If you haven’t noticed, there’s a new term creeping into the television industry lexicon: Direct LED TVs. And as is so often the case, the new term has created all sorts of new confusion. Here’s a quick overview of what this means.
First and foremost, this does not refer to a TV where the image is made directly by LEDs (unlike the Sony CrystalLED technology demonstration at CES 2012). It is still an LCD TV. The difference lies in how the backlight is oriented.
LCDs don’t make an image on their own; you need to shine a light through them to be able to see the picture. Originally, LCD panels had compact fluorescent lamps (CFL) behind them to create this light. Then the cost of LEDs came down some, and manufacturers put LEDs behind the panels instead. This saved energy, eliminated the environmentally-hazardous mercury used in CFLs, and improved the color performance. It also let the backlight be dimmed in different areas, which had the effect of increasing the dynamic contrast of the screen. On the other hand, the sets cost more.
Over time, the LEDs got brighter and engineers were able to create highly efficient light guides that could distribute the light from LEDs arranged along the edge of the screen, so that it would shine evenly across the back of the LCD panel. This made it possible to create the impossibly-thin flat panel TVs that you can buy today.
The high brightness LEDs remain expensive, however, and prices continue to fall for the run-of-the-mill LEDs that are used in millions of other devices. So now manufacturers have discovered that they can use more of these cheaper LEDs arranged behind the panel, and eliminate the expensive high brightness LEDs and their sophisticated light guides. The result is a television set that is a bit thicker, but that costs less than an edge-lit LCD TV. I have not seen one yet, but I would not be surprised to learn that the “direct LED” sets are not as bright as the edge-lit models, even though they use more LEDs in the backlight.
NPD DisplaySearch sees a bright future for this design. They expect direct LED models to take more than 10% of the worldwide TV market this year, driven mostly by their cost advantage. Edge-lit models will still dominate, however, with almost 60% of the worldwide market. So if you’re price sensitive, you may want to see what sort of savings you can get — and what compromises you’ll have to accept — when the direct LED models start to appear.

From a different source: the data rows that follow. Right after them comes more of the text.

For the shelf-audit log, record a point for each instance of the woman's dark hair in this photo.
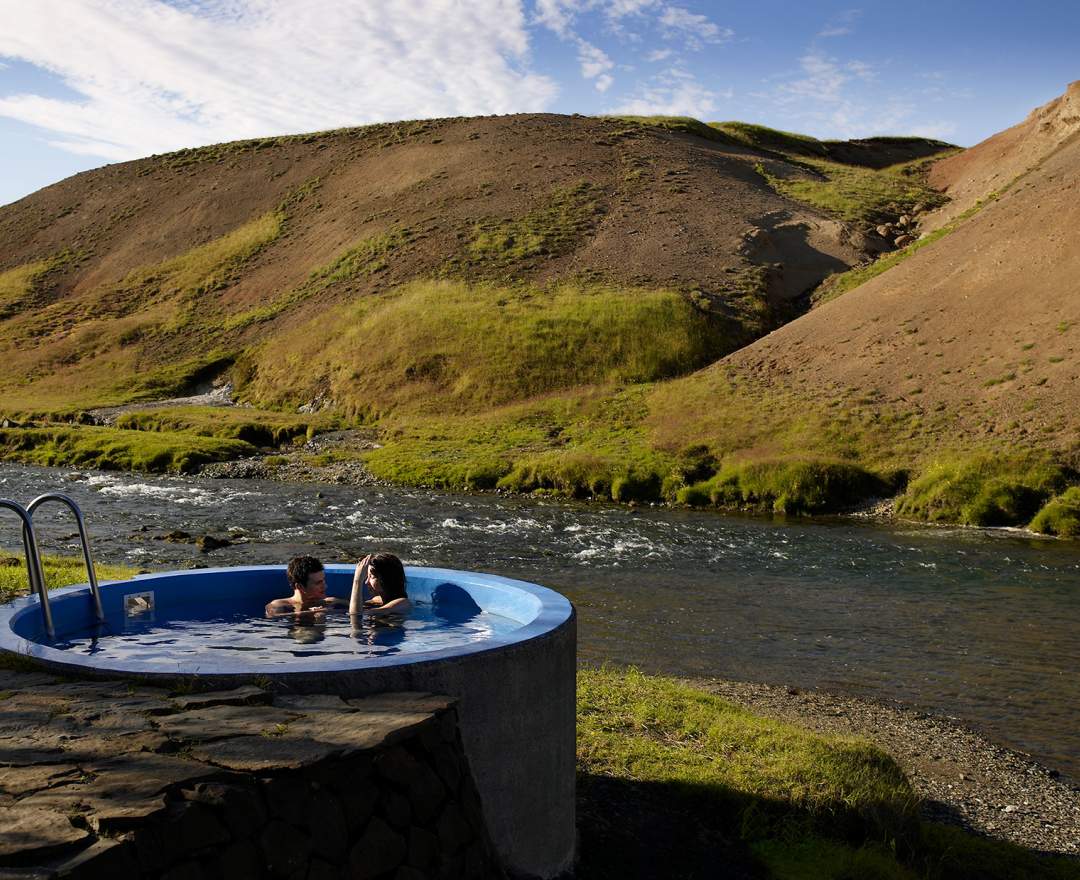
(300, 568)
(391, 573)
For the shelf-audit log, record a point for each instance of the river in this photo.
(981, 625)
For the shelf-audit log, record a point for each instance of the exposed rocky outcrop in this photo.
(112, 780)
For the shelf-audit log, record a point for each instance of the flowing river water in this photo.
(980, 625)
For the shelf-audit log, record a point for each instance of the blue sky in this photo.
(84, 82)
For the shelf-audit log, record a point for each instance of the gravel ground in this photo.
(964, 779)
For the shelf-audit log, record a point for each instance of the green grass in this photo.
(761, 137)
(984, 489)
(58, 571)
(581, 444)
(656, 755)
(251, 425)
(787, 486)
(115, 449)
(840, 283)
(448, 344)
(554, 227)
(854, 193)
(366, 257)
(685, 124)
(1061, 515)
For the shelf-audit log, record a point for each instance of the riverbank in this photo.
(791, 779)
(962, 777)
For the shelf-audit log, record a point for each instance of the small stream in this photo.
(981, 625)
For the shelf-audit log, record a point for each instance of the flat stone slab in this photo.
(30, 833)
(109, 755)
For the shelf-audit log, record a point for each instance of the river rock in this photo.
(208, 542)
(30, 833)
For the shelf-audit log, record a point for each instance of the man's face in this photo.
(315, 589)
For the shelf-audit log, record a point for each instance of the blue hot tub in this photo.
(504, 648)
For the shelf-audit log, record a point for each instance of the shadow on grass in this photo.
(648, 829)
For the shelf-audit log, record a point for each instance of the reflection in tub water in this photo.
(450, 619)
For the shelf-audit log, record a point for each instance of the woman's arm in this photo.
(401, 606)
(279, 607)
(356, 597)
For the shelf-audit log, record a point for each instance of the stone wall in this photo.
(106, 780)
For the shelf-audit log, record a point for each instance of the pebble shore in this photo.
(963, 779)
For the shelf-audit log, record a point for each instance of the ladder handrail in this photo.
(32, 562)
(91, 574)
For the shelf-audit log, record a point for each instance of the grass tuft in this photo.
(58, 571)
(1061, 515)
(787, 486)
(984, 489)
(115, 449)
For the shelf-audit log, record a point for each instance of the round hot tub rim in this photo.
(552, 612)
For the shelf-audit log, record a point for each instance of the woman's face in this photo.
(314, 590)
(373, 581)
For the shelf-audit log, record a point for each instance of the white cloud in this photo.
(841, 25)
(696, 29)
(154, 77)
(673, 93)
(831, 97)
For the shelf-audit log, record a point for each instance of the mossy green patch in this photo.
(984, 489)
(58, 571)
(446, 344)
(251, 425)
(366, 257)
(115, 449)
(19, 285)
(554, 227)
(761, 137)
(1061, 515)
(854, 193)
(788, 486)
(686, 124)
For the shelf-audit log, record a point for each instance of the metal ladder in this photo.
(34, 569)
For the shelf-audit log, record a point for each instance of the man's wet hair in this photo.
(302, 567)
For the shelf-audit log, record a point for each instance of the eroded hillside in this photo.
(565, 305)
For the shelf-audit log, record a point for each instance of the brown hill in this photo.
(972, 341)
(169, 267)
(994, 164)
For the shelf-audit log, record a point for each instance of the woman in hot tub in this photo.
(385, 577)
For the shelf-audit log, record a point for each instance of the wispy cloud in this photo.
(154, 77)
(841, 25)
(842, 98)
(674, 92)
(693, 28)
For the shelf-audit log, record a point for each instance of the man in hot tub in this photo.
(308, 580)
(381, 572)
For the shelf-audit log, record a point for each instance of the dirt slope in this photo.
(995, 163)
(974, 338)
(121, 285)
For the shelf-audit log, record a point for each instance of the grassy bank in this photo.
(660, 762)
(113, 449)
(58, 570)
(676, 782)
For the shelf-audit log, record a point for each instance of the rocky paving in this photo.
(130, 781)
(963, 779)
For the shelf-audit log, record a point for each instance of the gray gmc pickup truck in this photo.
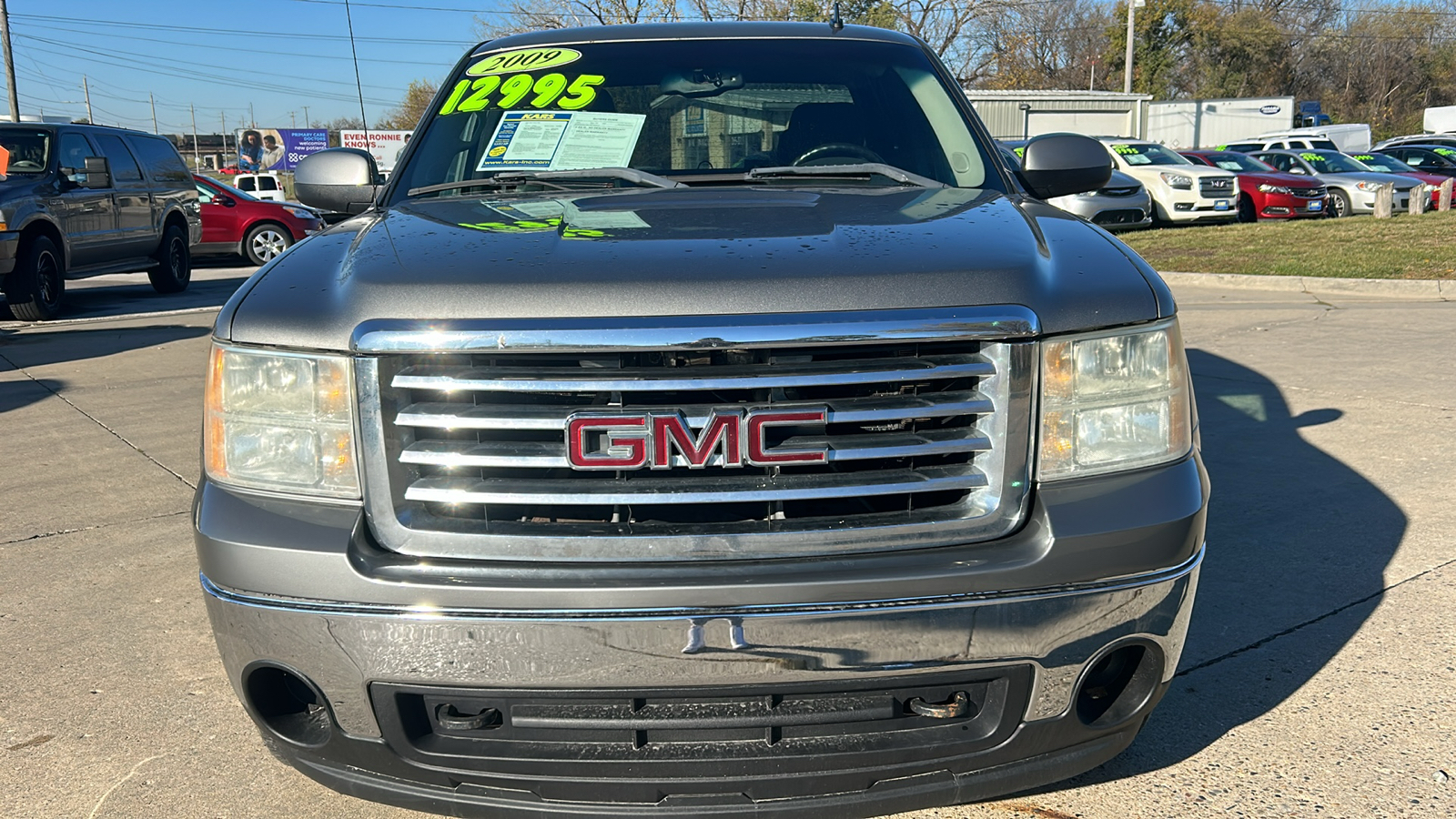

(By the way, while I’m quoting NPD Displaysearch numbers, let me point out that they expect the worldwide TV market to be about 250 million units this year. Of that, they expect fewer than 50,000 units to be OLED televisions. So if you’re planning on being one of the first to get an OLED TV, be prepared to spend a lot for it, because they will be rare indeed. That’s 0.02% of the worldwide total.)